EAA Research Consultant
Join Date: Dec 2004
Location: Route 66
Thank you so much for those great illustrations Stuart. Again,these are deliberate and seem strategically placed at key locations on the blades, some as if to associate with makers marks seen on both European and native blades. In some cases of course, the markings duplicated might be arsenal marks but that seems to a more limited instance.
On the 6th illustration, the ovoid , but broken, mark on the blade of the dha reminds me again of a discussion investigating such marks on the blade of a Laotian 'kamoong'. It was relayed to me that a tribal elder of the Hmong had looked at photos of the markings and suggested that this open oval meant something to the effect, 'the sword will return to its owner'. Naturally, this third hand 'evidence' must be regarded with caution, but I thought it worthy of note.

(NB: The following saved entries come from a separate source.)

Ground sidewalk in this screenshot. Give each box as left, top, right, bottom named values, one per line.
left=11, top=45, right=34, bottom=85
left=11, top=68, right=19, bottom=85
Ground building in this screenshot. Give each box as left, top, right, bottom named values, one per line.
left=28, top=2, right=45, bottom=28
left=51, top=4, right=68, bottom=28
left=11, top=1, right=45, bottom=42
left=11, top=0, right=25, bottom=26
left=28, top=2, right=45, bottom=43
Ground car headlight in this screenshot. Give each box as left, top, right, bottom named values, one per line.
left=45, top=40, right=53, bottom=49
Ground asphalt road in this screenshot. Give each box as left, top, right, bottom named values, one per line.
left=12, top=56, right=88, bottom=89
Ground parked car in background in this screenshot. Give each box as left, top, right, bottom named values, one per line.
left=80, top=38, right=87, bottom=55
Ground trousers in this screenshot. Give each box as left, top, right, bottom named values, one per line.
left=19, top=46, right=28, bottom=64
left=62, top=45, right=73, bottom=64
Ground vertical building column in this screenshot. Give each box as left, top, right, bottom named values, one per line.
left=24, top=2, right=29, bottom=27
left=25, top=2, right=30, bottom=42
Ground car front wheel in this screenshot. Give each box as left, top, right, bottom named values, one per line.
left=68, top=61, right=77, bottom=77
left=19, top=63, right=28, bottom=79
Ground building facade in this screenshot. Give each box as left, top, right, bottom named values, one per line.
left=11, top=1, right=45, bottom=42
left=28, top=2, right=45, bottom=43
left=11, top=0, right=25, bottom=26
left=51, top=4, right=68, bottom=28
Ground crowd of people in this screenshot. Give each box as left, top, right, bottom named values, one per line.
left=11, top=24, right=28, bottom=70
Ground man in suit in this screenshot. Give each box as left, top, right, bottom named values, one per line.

In China, there were often characters on the blades that carried mottos or action names for the weapon itself. One early ring pommeled dadao that I researched had such characters that said 'kill demons'. The sword also carried the ba gwa or 'eight trigrams' (if memory serves) which suggested the swords association to the Eight Trigram Rebellion c.1815 in China.
The squiggle marks seem quite elusive, and they do appear often in groupings in linear pattern and motif on SE Asian blades. I have not heard any constructive observations on these, and hope to hear anything more on them.